I’d considered just calling the cops, but these two would have gotten away. So Lightner and I came up with some thoughts at lunch, and he’d gone shopping for motor oil and a pound of sand. We wanted to make sure that a getaway would be tough for them, so in addition to the oil and sand, we did some work on the Explorer ahead of time, too, with a couple of screwdrivers.
Bradley had volunteered to drive the vehicle onto the driveway. That was nice of him. Normally I would have insisted on doing it myself-there was an element of risk at that point-but I couldn’t run to save my life right now with the bum knee.
“Shauna, you play a great nagging wife,” I said.
“And you the shitbag husband.”
I thanked Ross again and Joel, Shauna and I left the same way we came in-surreptitiously out the back door of Ross’s place. We found my car and picked up Bradley John on the corner.
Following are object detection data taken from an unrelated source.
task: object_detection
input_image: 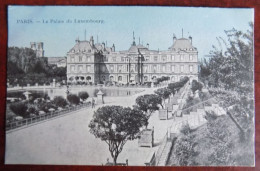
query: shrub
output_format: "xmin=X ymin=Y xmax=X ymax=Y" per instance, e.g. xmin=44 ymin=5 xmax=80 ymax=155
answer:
xmin=6 ymin=91 xmax=26 ymax=99
xmin=39 ymin=102 xmax=57 ymax=113
xmin=53 ymin=96 xmax=68 ymax=107
xmin=191 ymin=80 xmax=203 ymax=93
xmin=79 ymin=91 xmax=89 ymax=101
xmin=10 ymin=102 xmax=28 ymax=117
xmin=67 ymin=94 xmax=80 ymax=105
xmin=29 ymin=92 xmax=50 ymax=102
xmin=173 ymin=134 xmax=198 ymax=166
xmin=180 ymin=124 xmax=191 ymax=135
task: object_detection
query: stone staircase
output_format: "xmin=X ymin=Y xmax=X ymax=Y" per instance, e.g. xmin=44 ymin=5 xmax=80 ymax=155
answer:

“They won’t get before a judge until Monday,” I said. “I’ll bet they add resisting for driving away before they got cut off. And rifles and a body bag? That’s going to be an interesting bond hearing.”
Everyone was buzzing from what had just happened. It was great fun, no doubt, and a welcome release from the long hours we’d worked. But we all realized that for the second time in two days, somebody had been concerned enough about this case to attempt murder.
“Okay, screw this,” I said. “From here on out until this trial is over, we have to stay away from our homes. And we hire bodyguards. Shauna, Bradley-go home and pack. We’re not making ourselves an easy target. Joel, you got someone we could use for personal security?”
He did. His company had done some of it, too.
“We stay at different hotels and always with a security escort. Okay, you two? You can say no, but then you’re off the case. No fooling.”
Shauna asked, “Who might be funding this endeavor, Counselor? Last I checked, we had a client who didn’t pay.”
“I am,” I said. I still had a little money tied over from when I was a big-firm lawyer. My wife and I had been saving every penny for a single-family home that I now didn’t need.
“Then Ritz-Carlton, here I come,” Shauna announced.
“I’ll make some calls right away,” said Joel.